In “Ritorno a Baraule”, in edicola da domani con La Nuova Sardegna per la prima uscita della collana “Scrittori di Sardegna” (a 6,70 euro più il prezzo del quotidiano), il lettore non faticherà a ritrovare i tratti distintivi di tanta produzione partorita dall’isola nel Novecento.

Radici nella tradizione. Il romanzo di Salvatore Niffoi, esemplare della sua prosa, è infatti saldamente ancorato alla tradizione narrativa sarda del secolo scorso: una toponomastica di fantasia, personaggi che fin dalla nascita portano sulle spalle il carico di un destino avverso – i cosiddetti “malasortati” o “malfatati” –, caratteri umani che si riflettono in quelli della natura e del paesaggio e viceversa, una scrittura di metafore e di similitudini.

Allargando appena il campo rispetto all’opera in sé, pubblicata in origine da Adelphi nel 2007, esemplare si può definire anche la parabola del contastorie di Orani il quale, come molti altri sardi, e tra questi ricordiamo Alessandro De Roma, Flavio Soriga, Gianluca Floris, è giunto a un contratto con un editore di grande livello dopo essersi fatto notare grazie all’intuizione e all’intraprendenza de Il Maestrale di Nuoro.

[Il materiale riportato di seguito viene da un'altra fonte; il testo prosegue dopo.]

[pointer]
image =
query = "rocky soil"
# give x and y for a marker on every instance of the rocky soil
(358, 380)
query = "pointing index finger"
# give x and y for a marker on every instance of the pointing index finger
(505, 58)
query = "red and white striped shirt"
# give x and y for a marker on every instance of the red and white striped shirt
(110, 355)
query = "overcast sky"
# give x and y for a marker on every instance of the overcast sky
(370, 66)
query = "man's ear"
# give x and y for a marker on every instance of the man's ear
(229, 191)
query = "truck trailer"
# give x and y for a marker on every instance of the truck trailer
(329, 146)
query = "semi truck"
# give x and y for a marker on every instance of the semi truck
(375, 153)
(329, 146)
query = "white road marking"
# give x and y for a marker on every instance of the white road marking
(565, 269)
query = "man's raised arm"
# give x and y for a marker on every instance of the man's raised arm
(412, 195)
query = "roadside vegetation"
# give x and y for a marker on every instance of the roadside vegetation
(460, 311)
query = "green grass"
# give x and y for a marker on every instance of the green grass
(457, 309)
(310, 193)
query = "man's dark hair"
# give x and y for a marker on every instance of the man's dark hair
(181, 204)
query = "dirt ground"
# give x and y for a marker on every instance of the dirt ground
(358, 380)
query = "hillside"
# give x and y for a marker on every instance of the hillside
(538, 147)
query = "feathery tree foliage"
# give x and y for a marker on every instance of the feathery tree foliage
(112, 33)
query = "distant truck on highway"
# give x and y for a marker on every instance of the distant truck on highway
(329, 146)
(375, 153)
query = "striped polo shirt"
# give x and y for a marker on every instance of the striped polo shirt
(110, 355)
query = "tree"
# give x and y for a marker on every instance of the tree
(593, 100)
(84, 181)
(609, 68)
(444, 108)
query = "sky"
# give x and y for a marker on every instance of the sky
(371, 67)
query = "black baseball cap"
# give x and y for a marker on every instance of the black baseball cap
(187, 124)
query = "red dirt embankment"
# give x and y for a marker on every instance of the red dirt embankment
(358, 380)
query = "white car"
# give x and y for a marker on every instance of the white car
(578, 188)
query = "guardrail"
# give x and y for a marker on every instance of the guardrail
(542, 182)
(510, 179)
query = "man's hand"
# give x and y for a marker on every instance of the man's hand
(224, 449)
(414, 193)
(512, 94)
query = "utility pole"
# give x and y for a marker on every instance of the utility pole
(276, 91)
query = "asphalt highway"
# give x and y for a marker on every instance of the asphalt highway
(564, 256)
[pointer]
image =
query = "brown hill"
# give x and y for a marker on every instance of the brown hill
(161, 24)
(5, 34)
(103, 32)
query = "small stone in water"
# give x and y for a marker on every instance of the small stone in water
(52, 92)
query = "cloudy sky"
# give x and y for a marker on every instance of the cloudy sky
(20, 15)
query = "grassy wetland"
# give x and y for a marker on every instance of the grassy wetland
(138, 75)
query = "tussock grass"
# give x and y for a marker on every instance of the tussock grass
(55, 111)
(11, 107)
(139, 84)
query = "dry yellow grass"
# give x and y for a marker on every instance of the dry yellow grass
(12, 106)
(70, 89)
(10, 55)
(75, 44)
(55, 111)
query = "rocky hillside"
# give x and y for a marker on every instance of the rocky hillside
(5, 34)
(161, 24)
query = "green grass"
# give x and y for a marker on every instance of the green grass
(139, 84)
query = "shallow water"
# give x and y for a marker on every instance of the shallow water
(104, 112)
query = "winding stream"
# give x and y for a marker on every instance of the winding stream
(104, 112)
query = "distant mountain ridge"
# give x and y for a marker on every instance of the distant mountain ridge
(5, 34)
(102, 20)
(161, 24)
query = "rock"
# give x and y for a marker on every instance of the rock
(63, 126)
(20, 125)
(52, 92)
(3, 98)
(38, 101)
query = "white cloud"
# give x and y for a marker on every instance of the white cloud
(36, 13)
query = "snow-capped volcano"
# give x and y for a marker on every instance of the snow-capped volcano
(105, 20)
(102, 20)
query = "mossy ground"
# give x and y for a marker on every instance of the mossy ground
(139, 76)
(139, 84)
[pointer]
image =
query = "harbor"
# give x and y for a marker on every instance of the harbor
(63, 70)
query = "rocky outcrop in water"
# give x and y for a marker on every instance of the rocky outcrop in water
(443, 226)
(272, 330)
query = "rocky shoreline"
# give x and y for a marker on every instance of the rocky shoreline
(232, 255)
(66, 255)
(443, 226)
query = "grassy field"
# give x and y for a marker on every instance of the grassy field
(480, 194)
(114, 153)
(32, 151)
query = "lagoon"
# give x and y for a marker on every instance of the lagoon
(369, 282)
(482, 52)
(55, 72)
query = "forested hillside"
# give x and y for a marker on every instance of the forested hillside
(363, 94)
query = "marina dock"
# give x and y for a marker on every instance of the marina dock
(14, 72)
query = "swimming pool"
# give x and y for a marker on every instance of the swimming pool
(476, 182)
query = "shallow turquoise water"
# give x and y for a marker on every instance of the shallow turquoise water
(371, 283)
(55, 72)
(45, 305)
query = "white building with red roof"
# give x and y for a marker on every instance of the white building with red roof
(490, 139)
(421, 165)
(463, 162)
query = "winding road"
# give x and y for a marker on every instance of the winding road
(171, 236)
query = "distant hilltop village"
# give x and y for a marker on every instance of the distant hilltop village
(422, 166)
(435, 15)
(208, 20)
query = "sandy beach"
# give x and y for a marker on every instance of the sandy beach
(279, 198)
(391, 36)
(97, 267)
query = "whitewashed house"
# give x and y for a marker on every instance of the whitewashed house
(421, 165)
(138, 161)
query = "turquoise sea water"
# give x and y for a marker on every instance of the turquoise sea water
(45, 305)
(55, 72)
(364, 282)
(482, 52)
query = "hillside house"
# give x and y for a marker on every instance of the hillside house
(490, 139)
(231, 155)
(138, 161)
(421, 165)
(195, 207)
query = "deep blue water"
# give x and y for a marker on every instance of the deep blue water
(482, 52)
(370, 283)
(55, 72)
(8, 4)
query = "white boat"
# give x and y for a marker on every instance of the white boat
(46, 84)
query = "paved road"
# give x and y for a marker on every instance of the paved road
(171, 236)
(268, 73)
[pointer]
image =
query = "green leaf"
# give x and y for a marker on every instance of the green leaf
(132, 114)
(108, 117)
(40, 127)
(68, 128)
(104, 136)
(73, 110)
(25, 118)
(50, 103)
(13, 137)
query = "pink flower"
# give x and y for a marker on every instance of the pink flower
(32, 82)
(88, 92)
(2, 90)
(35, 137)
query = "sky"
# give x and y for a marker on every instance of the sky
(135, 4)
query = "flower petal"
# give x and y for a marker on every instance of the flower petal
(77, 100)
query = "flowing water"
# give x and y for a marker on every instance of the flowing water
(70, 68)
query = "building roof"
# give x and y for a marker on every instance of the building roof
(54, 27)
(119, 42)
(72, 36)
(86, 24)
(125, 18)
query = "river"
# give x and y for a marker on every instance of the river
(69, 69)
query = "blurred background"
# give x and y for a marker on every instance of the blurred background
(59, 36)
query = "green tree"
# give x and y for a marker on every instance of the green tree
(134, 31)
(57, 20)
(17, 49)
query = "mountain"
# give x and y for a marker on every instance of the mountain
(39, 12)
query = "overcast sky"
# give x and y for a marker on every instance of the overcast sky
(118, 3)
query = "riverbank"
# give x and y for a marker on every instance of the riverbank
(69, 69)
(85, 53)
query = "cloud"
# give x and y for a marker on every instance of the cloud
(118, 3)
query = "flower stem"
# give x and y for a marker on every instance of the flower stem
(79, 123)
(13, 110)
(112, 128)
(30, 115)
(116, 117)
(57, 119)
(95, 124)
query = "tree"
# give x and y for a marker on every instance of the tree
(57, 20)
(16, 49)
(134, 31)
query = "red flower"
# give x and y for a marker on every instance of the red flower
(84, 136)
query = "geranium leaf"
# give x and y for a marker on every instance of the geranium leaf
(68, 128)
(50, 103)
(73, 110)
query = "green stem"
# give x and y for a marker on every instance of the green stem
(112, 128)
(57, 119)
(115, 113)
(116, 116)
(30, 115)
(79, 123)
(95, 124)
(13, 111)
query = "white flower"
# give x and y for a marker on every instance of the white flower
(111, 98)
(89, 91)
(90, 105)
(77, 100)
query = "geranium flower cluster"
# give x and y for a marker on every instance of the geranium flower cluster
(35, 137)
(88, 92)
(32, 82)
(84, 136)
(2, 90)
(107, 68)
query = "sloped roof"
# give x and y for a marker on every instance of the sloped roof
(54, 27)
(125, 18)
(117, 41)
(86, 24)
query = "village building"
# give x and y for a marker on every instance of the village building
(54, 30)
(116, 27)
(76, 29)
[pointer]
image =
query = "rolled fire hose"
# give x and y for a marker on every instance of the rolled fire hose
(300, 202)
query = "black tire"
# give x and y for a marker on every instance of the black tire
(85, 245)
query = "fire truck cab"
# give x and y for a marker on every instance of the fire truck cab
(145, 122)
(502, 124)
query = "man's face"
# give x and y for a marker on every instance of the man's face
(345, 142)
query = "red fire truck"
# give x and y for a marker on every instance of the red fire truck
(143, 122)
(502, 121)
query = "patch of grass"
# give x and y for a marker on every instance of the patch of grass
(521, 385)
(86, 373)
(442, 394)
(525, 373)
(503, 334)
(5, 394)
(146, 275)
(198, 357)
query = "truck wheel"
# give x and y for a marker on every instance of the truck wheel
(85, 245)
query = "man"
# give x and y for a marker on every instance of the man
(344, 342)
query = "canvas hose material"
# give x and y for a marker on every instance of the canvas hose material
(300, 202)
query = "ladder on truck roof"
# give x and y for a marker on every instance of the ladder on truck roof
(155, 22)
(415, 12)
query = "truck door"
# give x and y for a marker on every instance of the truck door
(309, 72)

Venditore di metafore. Per dar conto dell’ultima generazione di autori isolani, di cui Niffoi è uno dei rappresentanti di maggior successo, non si può dimenticare il ruolo dei nuoresi, abili a intercettare tra fine anni Novanta e inizio di Terzo millennio nuove voci, nuove istanze, nuove forme di raccontare il mondo a partire dalla Sardegna. È dopo “Il viaggio degli inganni”, “Il postino di Piracherfa”, “Cristolu” e “La sesta ora”, pubblicati appunto da Il Maestrale, e dopo “La leggenda di Redenta Tiria”, uscito da inedito con La Nuova, che Niffoi ha oltrepassato il mare: da allora, otto libri con Adelphi (tra cui le riproposizioni di “La leggenda di Redenta Tiria” e dell’esordio “Collodoro”), due con Feltrinelli e uno, “Il venditore di metafore”, l’ultimo dato alle stampe, con Garzanti.